Told by a stewardess who flew for Pan American Airways for 16 years. From Japan's post-war survival to Pan Am's training school in Florida and around the world, this book covers the 60's and '70's jet-set lifestyle, Pan Am's rise and fall, celebrity and stewardesses stories, all told from an insider's point of view.
Pan Am's stewardesses were called 'Princesses of the Sky'. The TV show 'Pan Am' did not exaggerate the luxury, fun and excitement that the young women had flying for company called 'The Empire of the Sky'. This book captures both the flying history and pop-culture of that era, told by a young post-war Japanese woman thrown into that glamorous whirlwind lifestyle.
The 77 Chapters include: The Reckless Genius, Move Star Passengers, Japan's Cast System, Lindbergh's Waitress Date, Roosevelt Meets Churchill, My Blind Date in London, The Nerve Gas Attacker, Merv Griffin Steals My Shrimp, Employees Invade First Class, Yoko and Jackie, Juan Trippe's Last Flight, Marilyn Monroe's Honeymoon, Pan Am Goes to War, A Bond Girl's Threat, The Shogun Writer and more.
About the author:
Fumiko Takahashi earned her Masters Degree from Columbia University in New York while actively flying for Pan Am. She is the author of 12 books in Japanese. This is her first memoir in English. Recently she helped promote the Pan Am TV series in Japan with appearances on TV and speaking engagements.
It was 1968, my second year as a Pan Am stewardess. I had just finished serving meals in economy class and went into the first class galley to cook my own meal.

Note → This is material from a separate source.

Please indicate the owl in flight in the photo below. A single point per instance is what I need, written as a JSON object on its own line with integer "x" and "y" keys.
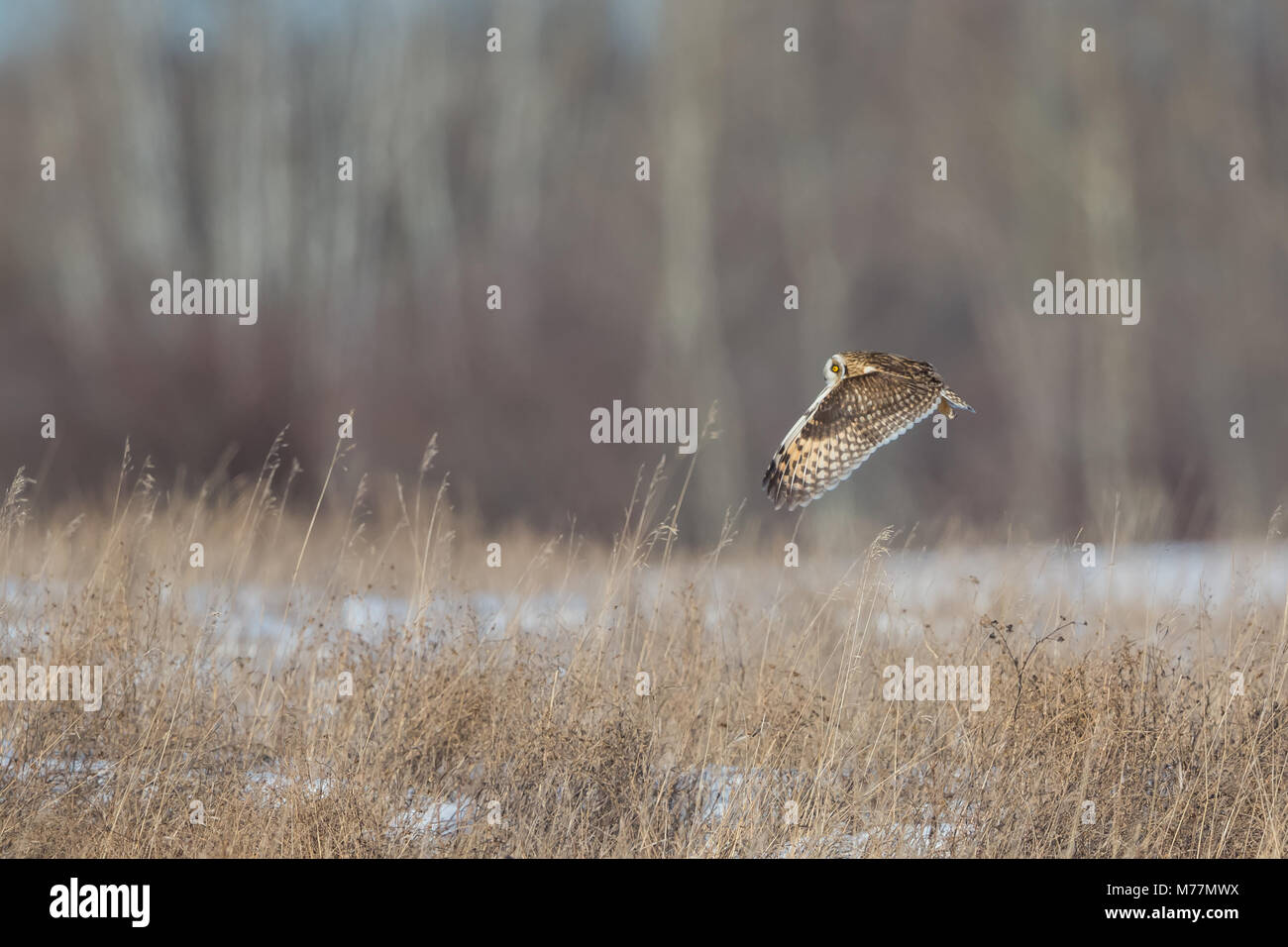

We were flying from Los Angeles to London on the polar route.
Suddenly this handsome man, with beautiful blue eyes, walked into the galley and asked, "Are you Japanese?"
My English had improved since I first started flying, so I felt more confident talking with passengers. "Yes", I replied.
I had noticed that this passenger's wife was always sleeping and he was always awake during the flight talking with the stewardesses. As we talked, I took my meal over to the lounge area and he followed me and sat down.
The first class lounge had sofa style seats and a table, like a restaurant. This lounge section was rare among airlines.
"You know, you look like Steve McQueen,” I told the man. “He's very popular in Japan. If you go there, I'm sure you'll be popular when people see you walking around."
The man nodded and smiled. "I've been to Japan a few times," he said, "and I really love it there.
Soon, another stewardess sat down and joined us in the conversation. At one point I said to her, "Doesn't he look like Steve McQueen?"
"Fumiko, that is Steve McQueen," she said.
Mister McQueen just sat there with a happy and satisfied smirk on his face.